Multi-instrumentista belo-horizontina gravita com coesão em torno de temas como maternidade, amor ao planeta e à família em seu primeiro trabalho solo na carreira
Imagine uma casa encabeçada por uma mãe e um pai amantes do universo da música. Um dia, empenhados em passar essa paixão para a frente, os dois encomendam aulas musicais particulares para uma de suas filhas – uma menininha introspectiva de 7 anos, que em pouco tempo se torna a coordenadora do coral infantil da missa das crianças na igreja que a família frequentava todos os domingos, na cidade de Abaeté, no interior de Minas Gerais.
Assim nasceu a carreira de Camila Menezes, artista polivalente que é um dos nomes de destaque da nova cena musical belo-horizontina. “A música sempre fez parte da minha vida. Posso dizer que ela é minha matéria-prima para tudo”, exalta a compositora.
Conhecida principalmente por seu trabalho ao lado das bandas Dolores 602 e Tutu com Tacacá, a multi-instrumentista e compositora lançou recentemente seu primeiro investimento solo na carreira, o EP “Bença” – que já está em rotação nos aplicativos de música desde o mês passado.
A obra é formada pela trilogia de singles “AzulAmarelo”, “Louvação à (Minha) Mãe” e “Para-ti” – todos disponibilizados individualmente – que gravitam em torno de temas universais, porém intimistas, como a maternidade, as relações da humanidade com o planeta e o amor à família. Com inspiração em visões particulares, tudo acabou tomando forma durante o período de isolamento social, quando Camila, trancada em casa, criou sozinha um estúdio de gravação, que serviu como a base onde seu repertório ganhou corpo e vida.

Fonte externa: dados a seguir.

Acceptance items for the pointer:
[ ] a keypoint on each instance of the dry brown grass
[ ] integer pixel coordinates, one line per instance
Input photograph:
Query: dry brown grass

“Como eu sempre trabalhei com grupos, eu comecei a desenvolver a ideia de um show solo que seria todo feito na viola caipira. Mas, por causa da impossibilidade de tocar ao vivo por causa da pandemia, acabei escrevendo um projeto para a Lei Aldir Blanc propondo a gravação de três singles autorais, nos quais eu faria todas as etapas da produção musical. E foi assim que a ideia nasceu, desse desejo de experimentar esses processos todos e aprender um pouco mais”, manifesta a artista.
Um projeto cheio de sensibilidade
Com uma sonoridade que bebe de diversos estilos musicais, o registro mostra as riquezas musicais que guiaram Camila na construção do projeto.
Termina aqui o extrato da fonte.